Neuropathological diagnoses were established according to current standard diagnostic criteria by two neuropathologists. Immunohistochemistry was performed in selected brain areas using specific antibodies that include those directed against β-amyloid (Dako, clone 6F/3D, dilution 1: 400), phosphorylated tau (Thermo Scientific, clone AT8, dilution 1: 200), ubiquitin (Dako, polyclonal, dilution 1: 400), α-synuclein (Novocastra, clone KM51, dilution 1: 500), TDP43 (Abnova, clone 2E2-D3, dilution 1: 500) and prion protein (Millipore, clone 3F4, dilution 1: 300). The level of neuropathological changes caused by AD was classified as low, intermediate or high, according to the current National Institute of Aging-Alzheimer’s Association (NIA-AA) guidelines. These guidelines include the assessment of the topographic distribution of β-amyloid deposits (A for amyloid, a scale of 1–3, 1: cortical and limbic, 2: 1 + basal ganglia, and 3: 1 + 2 + midbrain and cerebellum), a simplification of Braak’s staging system of neurofibrillary pathology (B for Braak, a scale of 1–3, 1: transentorhinal, 2: limbic, and 3: neocortical) and a semiquantitative assessment of neuritic plaques as suggested by the Consortium for Establishing a Registry for Alzheimer Disease (C for CERAD, a scale of 1–3, 1: sparse, 2: moderate, and 3: frequent).

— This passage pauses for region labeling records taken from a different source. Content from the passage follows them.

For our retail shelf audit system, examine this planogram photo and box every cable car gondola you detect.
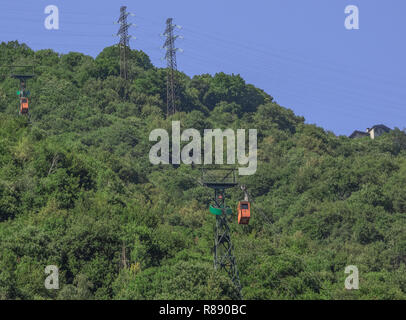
[237,201,251,224]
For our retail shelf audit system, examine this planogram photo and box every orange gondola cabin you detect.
[237,201,251,224]
[20,98,28,114]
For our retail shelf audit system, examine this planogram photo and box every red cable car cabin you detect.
[20,98,28,114]
[237,201,251,224]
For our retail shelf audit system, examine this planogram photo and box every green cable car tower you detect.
[202,168,242,299]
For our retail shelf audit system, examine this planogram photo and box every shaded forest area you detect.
[0,42,406,299]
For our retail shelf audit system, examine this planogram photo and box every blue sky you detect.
[0,0,406,135]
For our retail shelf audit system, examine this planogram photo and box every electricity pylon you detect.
[117,6,132,80]
[163,18,180,116]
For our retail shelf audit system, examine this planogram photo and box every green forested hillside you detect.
[0,42,406,299]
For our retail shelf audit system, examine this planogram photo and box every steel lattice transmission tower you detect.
[117,6,132,80]
[163,18,180,116]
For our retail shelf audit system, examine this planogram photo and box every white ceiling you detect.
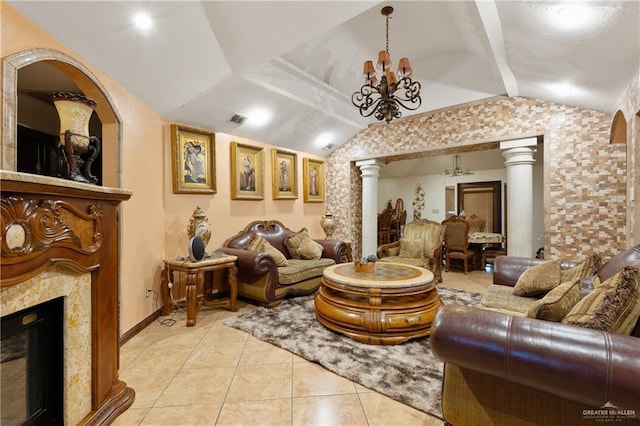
[9,0,640,165]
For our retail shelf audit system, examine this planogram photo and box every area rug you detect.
[224,287,482,418]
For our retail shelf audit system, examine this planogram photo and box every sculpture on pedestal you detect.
[51,92,101,184]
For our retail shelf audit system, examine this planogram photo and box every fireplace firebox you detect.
[0,297,64,425]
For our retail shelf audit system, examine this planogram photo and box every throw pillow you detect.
[526,280,580,322]
[512,260,561,297]
[298,238,324,260]
[560,253,602,283]
[245,235,289,266]
[244,234,267,251]
[562,266,640,334]
[284,228,310,259]
[398,238,424,258]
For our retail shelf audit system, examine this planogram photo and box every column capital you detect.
[502,147,536,167]
[356,160,381,177]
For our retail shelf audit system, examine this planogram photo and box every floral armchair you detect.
[377,219,444,283]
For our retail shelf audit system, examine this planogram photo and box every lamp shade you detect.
[362,61,376,80]
[376,50,391,71]
[398,58,413,78]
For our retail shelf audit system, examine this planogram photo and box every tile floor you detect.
[114,271,492,426]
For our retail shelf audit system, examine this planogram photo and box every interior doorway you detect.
[458,181,502,233]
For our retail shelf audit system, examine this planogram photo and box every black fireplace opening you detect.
[0,297,64,425]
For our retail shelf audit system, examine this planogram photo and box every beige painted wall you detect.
[0,2,325,333]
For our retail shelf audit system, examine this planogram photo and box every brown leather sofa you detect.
[220,220,347,308]
[430,245,640,426]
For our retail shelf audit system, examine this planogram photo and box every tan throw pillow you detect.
[298,238,324,260]
[526,280,580,322]
[244,234,267,251]
[284,228,310,259]
[562,267,640,334]
[560,253,602,283]
[245,235,289,266]
[398,238,424,258]
[262,240,289,266]
[512,260,561,297]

In the revised version, we have included a summary of this information in the subsection “Post mortem human brain samples”, reproduced below:

“Briefly, patient clinical records were retrospectively assessed and classified by two neurologists. Neuropathological assessments were performed by immunohistochemical staining of tissue sections obtained from patients using a selection of antibodies including those directed against βA4-amyloid and phosphorylated tau.”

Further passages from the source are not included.